Collagen has often been heralded as a top-tier ingredient for hair growth. But does it really work? And, does it work for every hair type? Often, we see a hot new hair growth ingredient hit the market with claims it will give you Rapunzel-long locks, but they sometimes don’t actually do what they’re supposed to do, nor do they work for everyone. We wanted to do a little extra research on collagen to discover if it was right for, well, everyone. So, we reached out to Nutrafol ND Dr. Melissa Anzelone, along with Face Med Store part-owner and aesthetic medicine specialist Dr. Lanna Cheuck to learn more about collagen’s effectiveness. Scroll below to read their expert advice on the matter!

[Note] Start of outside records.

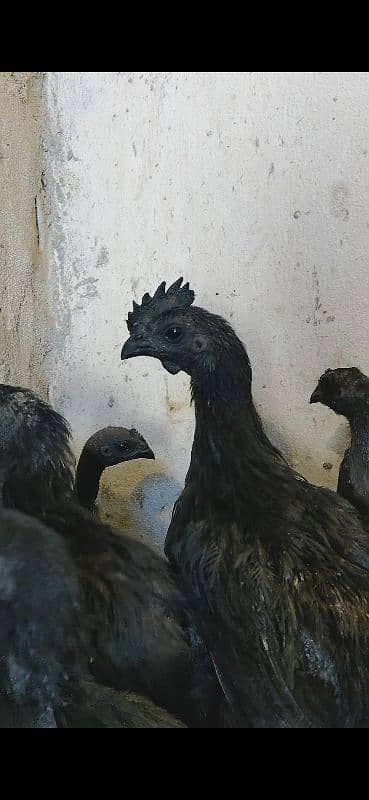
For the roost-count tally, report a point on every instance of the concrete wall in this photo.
(255, 187)
(25, 323)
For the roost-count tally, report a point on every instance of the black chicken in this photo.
(276, 569)
(142, 637)
(346, 391)
(45, 678)
(106, 448)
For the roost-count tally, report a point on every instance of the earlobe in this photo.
(199, 343)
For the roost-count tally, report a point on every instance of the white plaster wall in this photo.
(255, 187)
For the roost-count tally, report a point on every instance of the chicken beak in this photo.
(316, 397)
(147, 453)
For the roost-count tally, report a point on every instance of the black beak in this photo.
(135, 347)
(147, 453)
(316, 397)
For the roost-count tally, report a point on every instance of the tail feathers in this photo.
(97, 706)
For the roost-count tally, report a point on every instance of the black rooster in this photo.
(106, 448)
(45, 678)
(346, 391)
(141, 635)
(276, 569)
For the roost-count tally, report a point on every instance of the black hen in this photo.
(106, 448)
(142, 639)
(45, 679)
(346, 391)
(276, 569)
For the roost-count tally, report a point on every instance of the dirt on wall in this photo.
(25, 309)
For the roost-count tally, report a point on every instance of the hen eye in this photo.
(173, 333)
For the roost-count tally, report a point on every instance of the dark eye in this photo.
(173, 333)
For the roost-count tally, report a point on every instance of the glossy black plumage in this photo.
(141, 637)
(277, 570)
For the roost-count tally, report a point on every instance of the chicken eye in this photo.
(173, 333)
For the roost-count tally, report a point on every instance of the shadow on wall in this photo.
(146, 512)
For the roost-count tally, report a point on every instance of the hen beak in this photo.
(147, 453)
(316, 397)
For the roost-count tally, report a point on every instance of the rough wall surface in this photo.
(255, 187)
(25, 314)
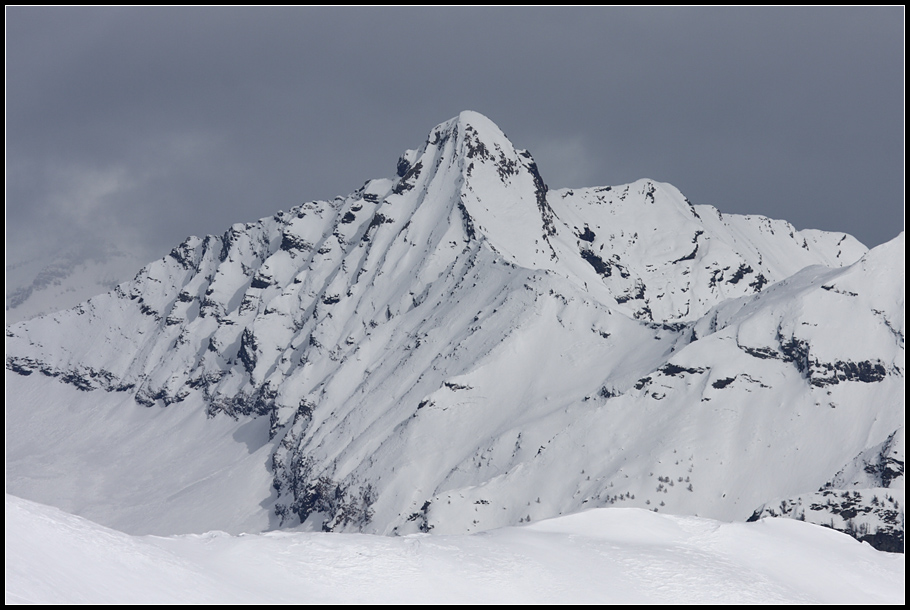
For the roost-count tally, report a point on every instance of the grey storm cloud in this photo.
(141, 126)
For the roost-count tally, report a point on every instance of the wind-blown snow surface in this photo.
(456, 349)
(598, 556)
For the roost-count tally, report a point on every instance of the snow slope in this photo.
(456, 349)
(599, 556)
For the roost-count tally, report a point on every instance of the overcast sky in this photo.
(143, 126)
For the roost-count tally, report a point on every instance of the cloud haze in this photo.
(140, 126)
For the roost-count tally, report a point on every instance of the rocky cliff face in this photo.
(458, 347)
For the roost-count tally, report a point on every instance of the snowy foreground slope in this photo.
(458, 348)
(598, 556)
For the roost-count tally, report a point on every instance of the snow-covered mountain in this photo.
(600, 556)
(458, 348)
(52, 280)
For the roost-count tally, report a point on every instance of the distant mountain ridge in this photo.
(458, 347)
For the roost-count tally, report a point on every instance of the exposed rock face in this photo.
(459, 347)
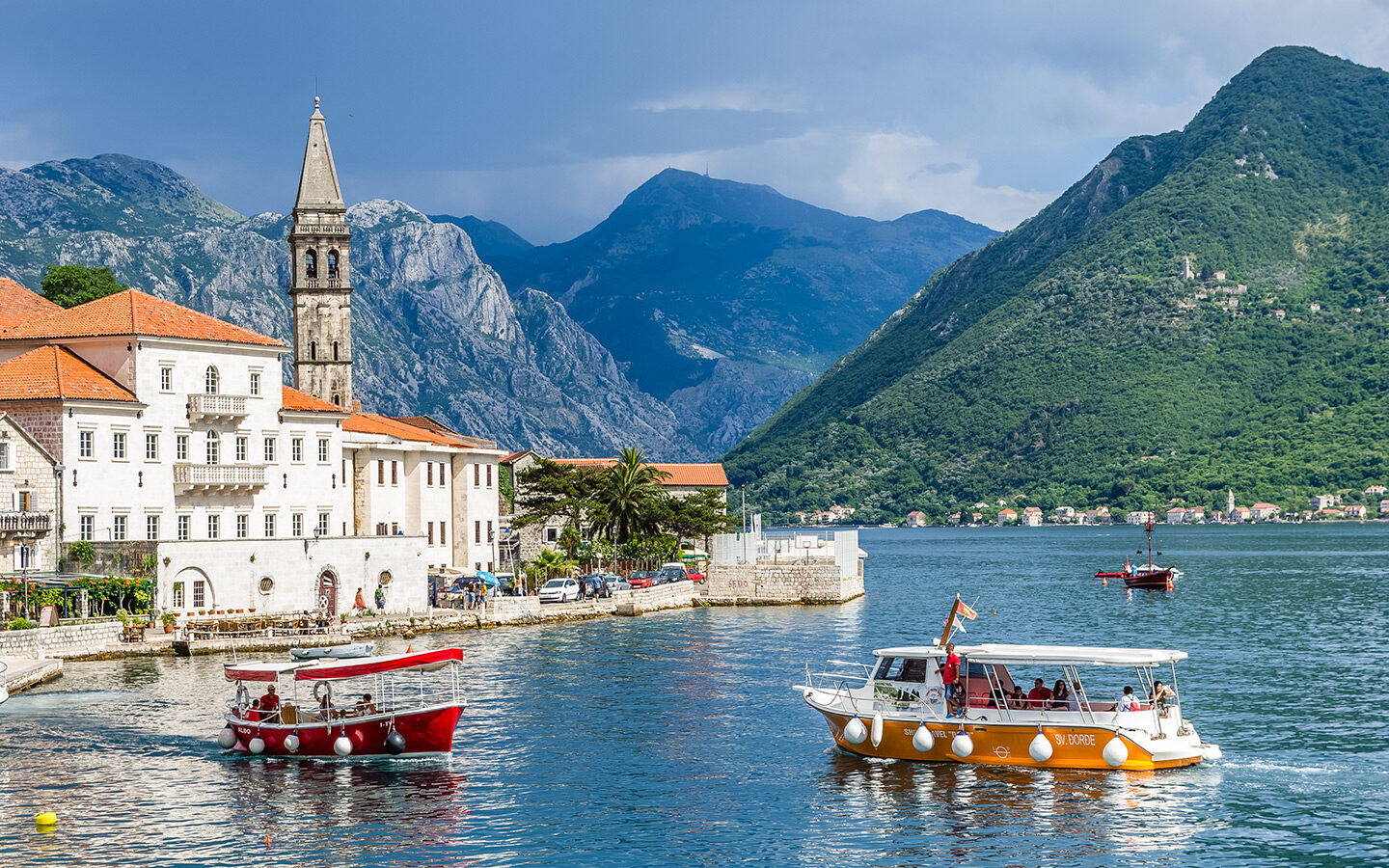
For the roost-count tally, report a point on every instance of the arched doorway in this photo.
(328, 592)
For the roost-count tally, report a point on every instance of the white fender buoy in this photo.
(1116, 751)
(922, 741)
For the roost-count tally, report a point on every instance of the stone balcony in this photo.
(199, 478)
(215, 406)
(22, 524)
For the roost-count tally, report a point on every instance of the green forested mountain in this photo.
(1071, 362)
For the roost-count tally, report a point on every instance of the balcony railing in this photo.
(218, 476)
(217, 406)
(25, 523)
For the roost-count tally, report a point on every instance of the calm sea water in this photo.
(675, 739)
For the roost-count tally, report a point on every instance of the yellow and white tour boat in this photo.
(896, 709)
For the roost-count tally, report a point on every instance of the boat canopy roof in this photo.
(1070, 654)
(422, 662)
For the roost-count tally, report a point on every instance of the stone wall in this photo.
(767, 583)
(60, 640)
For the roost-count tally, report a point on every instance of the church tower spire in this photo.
(321, 286)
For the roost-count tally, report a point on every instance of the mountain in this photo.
(435, 330)
(722, 299)
(1071, 362)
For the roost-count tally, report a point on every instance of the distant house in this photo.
(1265, 511)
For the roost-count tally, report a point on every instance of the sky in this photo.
(543, 116)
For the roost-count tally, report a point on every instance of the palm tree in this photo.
(630, 493)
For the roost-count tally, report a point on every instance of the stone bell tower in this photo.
(321, 287)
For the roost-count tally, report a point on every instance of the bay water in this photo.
(674, 739)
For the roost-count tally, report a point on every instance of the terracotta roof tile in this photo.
(679, 474)
(293, 399)
(19, 305)
(133, 312)
(56, 372)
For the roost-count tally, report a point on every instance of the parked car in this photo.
(560, 590)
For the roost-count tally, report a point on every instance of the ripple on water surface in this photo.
(675, 739)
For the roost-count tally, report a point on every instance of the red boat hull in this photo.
(428, 731)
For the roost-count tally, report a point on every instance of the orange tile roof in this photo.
(679, 474)
(133, 312)
(19, 305)
(56, 372)
(371, 422)
(293, 399)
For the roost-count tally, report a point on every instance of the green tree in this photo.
(631, 495)
(72, 285)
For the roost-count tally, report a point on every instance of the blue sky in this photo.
(543, 116)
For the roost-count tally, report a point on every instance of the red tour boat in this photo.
(1135, 575)
(368, 706)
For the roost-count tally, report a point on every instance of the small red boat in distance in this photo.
(1135, 575)
(368, 706)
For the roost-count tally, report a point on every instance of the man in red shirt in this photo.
(950, 678)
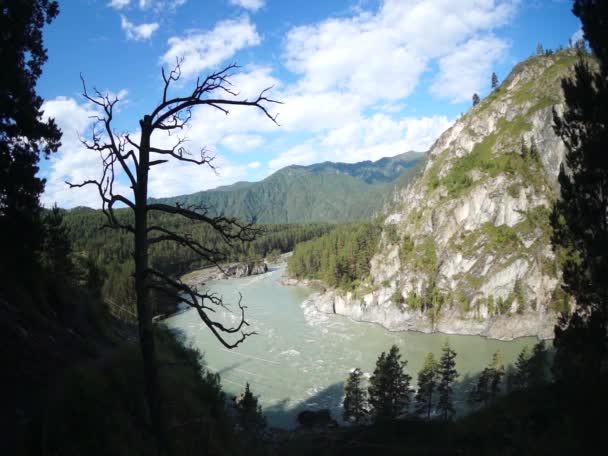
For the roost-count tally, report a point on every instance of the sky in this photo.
(358, 79)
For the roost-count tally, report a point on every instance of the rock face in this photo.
(246, 269)
(467, 248)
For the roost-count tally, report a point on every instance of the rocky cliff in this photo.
(467, 248)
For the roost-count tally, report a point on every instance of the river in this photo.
(301, 357)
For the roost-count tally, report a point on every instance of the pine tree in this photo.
(497, 369)
(488, 384)
(427, 385)
(579, 220)
(539, 50)
(521, 379)
(249, 414)
(537, 365)
(24, 136)
(447, 375)
(56, 246)
(389, 390)
(480, 394)
(355, 398)
(494, 81)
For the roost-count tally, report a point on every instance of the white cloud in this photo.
(205, 50)
(242, 143)
(577, 36)
(252, 5)
(303, 154)
(119, 4)
(73, 163)
(140, 32)
(467, 70)
(382, 136)
(179, 178)
(382, 55)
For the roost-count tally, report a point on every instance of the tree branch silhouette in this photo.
(121, 154)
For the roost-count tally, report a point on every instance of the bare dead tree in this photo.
(120, 154)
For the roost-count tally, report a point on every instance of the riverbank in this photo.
(372, 308)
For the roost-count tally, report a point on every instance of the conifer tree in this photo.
(521, 379)
(447, 376)
(539, 50)
(250, 418)
(389, 390)
(355, 398)
(537, 365)
(497, 372)
(579, 218)
(489, 381)
(25, 135)
(427, 385)
(494, 81)
(480, 394)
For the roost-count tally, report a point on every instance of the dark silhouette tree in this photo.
(56, 248)
(480, 394)
(494, 81)
(389, 390)
(521, 378)
(497, 372)
(447, 376)
(539, 50)
(24, 136)
(250, 418)
(427, 385)
(538, 365)
(580, 216)
(489, 381)
(355, 398)
(134, 159)
(532, 368)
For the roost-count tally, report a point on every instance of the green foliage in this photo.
(428, 379)
(420, 256)
(250, 420)
(494, 81)
(389, 389)
(355, 398)
(520, 296)
(25, 136)
(447, 376)
(489, 381)
(110, 251)
(100, 408)
(532, 369)
(390, 231)
(398, 299)
(579, 216)
(324, 192)
(340, 258)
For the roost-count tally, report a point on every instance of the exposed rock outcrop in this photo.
(467, 248)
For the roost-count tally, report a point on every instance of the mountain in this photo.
(324, 192)
(466, 248)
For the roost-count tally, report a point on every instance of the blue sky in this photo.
(359, 79)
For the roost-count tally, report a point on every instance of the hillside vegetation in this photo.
(466, 248)
(324, 192)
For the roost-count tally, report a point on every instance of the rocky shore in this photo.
(228, 271)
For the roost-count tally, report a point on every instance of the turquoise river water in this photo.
(300, 357)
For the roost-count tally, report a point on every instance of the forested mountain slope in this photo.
(467, 249)
(324, 192)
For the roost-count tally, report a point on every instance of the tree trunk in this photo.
(144, 308)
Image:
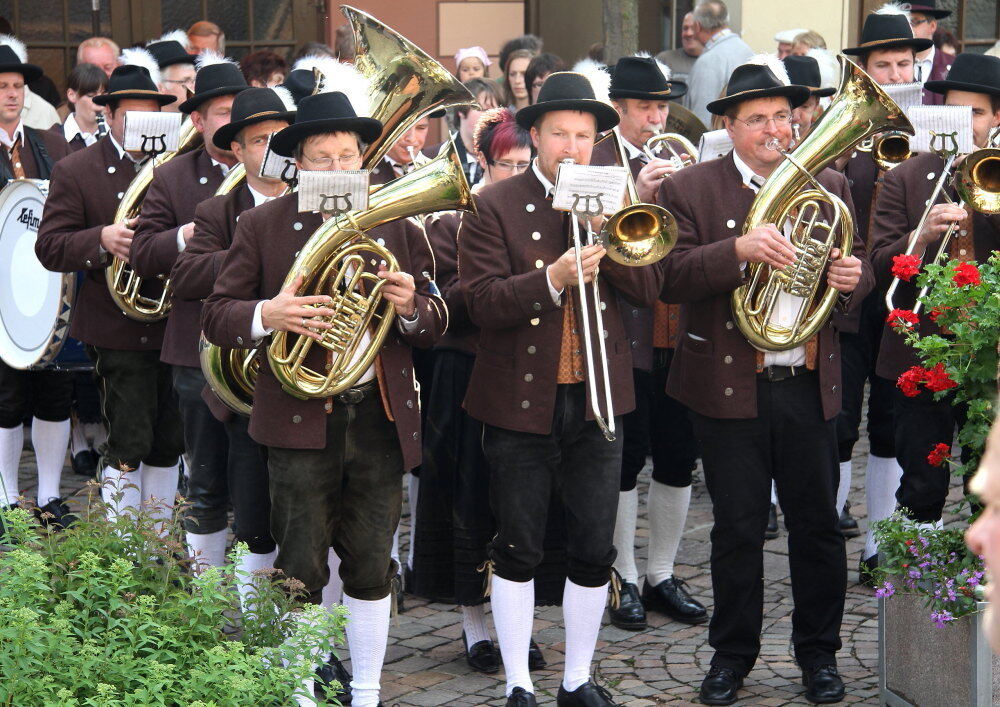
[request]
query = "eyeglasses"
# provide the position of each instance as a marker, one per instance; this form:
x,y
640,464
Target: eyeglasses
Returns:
x,y
515,167
758,122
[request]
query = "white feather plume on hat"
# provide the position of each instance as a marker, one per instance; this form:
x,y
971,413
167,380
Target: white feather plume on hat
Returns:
x,y
137,56
16,45
598,76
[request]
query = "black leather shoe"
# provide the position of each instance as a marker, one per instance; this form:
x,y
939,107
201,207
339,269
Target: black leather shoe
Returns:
x,y
671,597
720,686
482,657
630,614
520,697
588,694
326,674
823,684
536,661
848,526
771,531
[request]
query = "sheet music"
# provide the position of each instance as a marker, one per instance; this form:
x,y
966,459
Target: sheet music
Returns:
x,y
952,125
152,132
594,190
333,192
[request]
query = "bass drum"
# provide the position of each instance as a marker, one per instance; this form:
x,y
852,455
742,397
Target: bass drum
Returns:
x,y
35,304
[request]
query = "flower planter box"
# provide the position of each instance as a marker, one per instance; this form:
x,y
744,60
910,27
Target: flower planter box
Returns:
x,y
925,666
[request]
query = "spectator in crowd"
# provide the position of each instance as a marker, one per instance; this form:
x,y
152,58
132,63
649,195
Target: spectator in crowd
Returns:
x,y
100,51
471,63
538,69
206,35
724,51
681,60
513,72
263,69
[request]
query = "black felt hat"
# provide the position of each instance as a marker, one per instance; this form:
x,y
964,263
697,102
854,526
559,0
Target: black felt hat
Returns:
x,y
254,105
641,77
567,90
887,32
324,113
804,71
750,81
214,80
978,73
131,81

So, Does Collagen Really Work for Everyone?
The short answer is yes. Both Dr. Anzelone and Dr. Cheuck note that the supposed benefits of collagen do indeed check out. Collagen really does work.
“Collagen is a great source of proteins and amino acids to make keratin, the protein that makes up your hair,” shares Dr. Anzelone. “This vital protein is key to providing strength to the hair, which allows the hair to grow and lengthen.” Dr. Cheuck points out that “oral collagen has immense benefits for overall collagen-building,” which is advantageous for your skin and hair.
Now, does collagen work for every hair type? Also yes. It doesn’t favor one hair type over the other. “Regardless of the type of hair you have, all hair is constructed in the same way,” says Dr. Anzelone. “Hair follicle stem cells create hair from small pieces of protein called amino acids. These stem cells work underneath the surface of the skin to ‘glue’ amino acids together with special chemical bonds, producing keratin. This keratin protein is then made into a hair strand to create strong hair we see on our heads and scalp.”
Apart from working to improve hair growth, collagen offers a number of benefits. “In addition to hair strength supportive benefits, collagen supports many other things throughout the body,” Dr. Anzelone states. “Fun fact! Joints, skin, and nails are all a form of tissue that benefit from collagen. This essential protein promotes elasticity in the skin of the scalp and skin all over the body. In other words, collagen can make your skin healthier and younger-looking. Just like your hair, nails and skin are also made of keratin protein, so they need essential collagen to be healthy too.”
Are There Hair Types That Will Benefit From Using It More Than Others?
We wanted to be extra sure collagen works for everyone and the experts assuaged our fears once again. “All hair types will benefit as collagen is an essential protein involved in strengthening hair so it can grow longer and healthier,” shares Dr. Anzelone.
Dr. Cheuck does note that “as long as there is no metabolic/hormonal reason for hair loss/alopecia, collagen can benefit all types of hair follicles.”
Should Any Hair Types Avoid Using It Altogether?
Now, what about hair types that should avoid using collagen? It works for everyone, but does it really work for everyone?
Dr. Cheuck notes “there is no downside to taking collagen. If collagen is taken in the form of protein building, then you have to be careful with those who are recurrent kidney stone formers. However, there is no real downside of adjusting collagen intake because it gets metabolized.” She does mention that those who may experience a “specific reaction to either marine collagen or collagen from bone broth” should stay away from collagen.
Other than that, Dr. Anzelone shares she can’t think of a reason why someone shouldn’t use collagen for hair growth. The pros definitely outweigh the cons of this vital protein. Be sure to check with a dermatologist before you start taking collagen, however.
What Are the Best Collagen Products to Use for Hair Growth?
As far as choosing the right collagen for you, Dr. Anzelone notes “you want to make sure the collagen is hydrolyzed or broken into small pieces. This process maximizes collagen absorption in the digestive system. The more collagen you can absorb, the more likely it will work to support healthy hair, skin, and nails.”
Dr. Anzelone also mentions that there are a number of factors that can impact hair. “Research shows that there are several underlying factors that can affect hair including stress, hormones, metabolism, environment, and nutrition. It is important that a hair supplement targets all of these factors as each factor (or combination of factors) can shorten the growth phase of hair, delay new growth, and/or cause new hair to grow thinner,” she says. This is why she suggests Nutrafol. “Nutrafol combines key ingredients including sustainably sourced collagen from wild-caught codfish scales. This ingredient plus curcumin, ashwagandha, tocotrienols, saw palmetto, target all of these factors ensuring the best support for hair growth.”
Dr. Cheuck shares that she loves “bone broth by celebrity nutritionist Dr. Kellyanne Petrucci.” For stronger collagen supplements, she recommends seeing a dermatologist. “As far as prescriptive, you would have to see a dermatologist so that we can do a full evaluation and be able to order you prescription-strength medical ingredients,” she notes.